Diagnosis of Sickle Cell Anemia

  • Genetic screening performed at birth detects the specific mutation using PCR and can confirm the presence of sickle cell disease.

Huntington’s Disease

  • Description: A neurodegenerative disorder caused by a defective gene on chromosome 4, resulting in autosomal dominant inheritance.

  • Incidence: 0.38 per 100,000 population.

  • Mutation Description: Mutation involves a CAG trinucleotide repeat, with normal ranges being 10-35 repeats, while affected individuals may have 36-120 or more.

Diagnosis of Huntington’s Disease

  • Characterized by analyzing the size of the PCR product for the CAG repeat.

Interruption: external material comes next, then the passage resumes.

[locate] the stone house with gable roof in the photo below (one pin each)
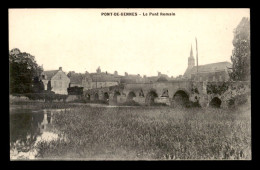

  • Greater than 40 CAG repeats confirms the diagnosis of Huntington's disease.

Wolf-Hirschhorn Syndrome (WHS)

  • Description: WHS results from a hemizygous deletion on chromosome 4p16.3, characterized by various developmental issues.

  • Incidence: 1 in 50,000 live births, with a higher ratio of affected females to males.

  • Deletion Impacts: Growth retardation, microcephaly, congenital heart defects, and a distinctive facial phenotype known as "Greek Helmet" faces.

Genetic Testing and Management in WHS

  • Diagnosis through high-resolution GTG banding, FISH, and chromosomal microarrays.

  • Treatment focuses on managing individual symptoms, such as surgical interventions for heart defects or antiepileptic drugs for seizures.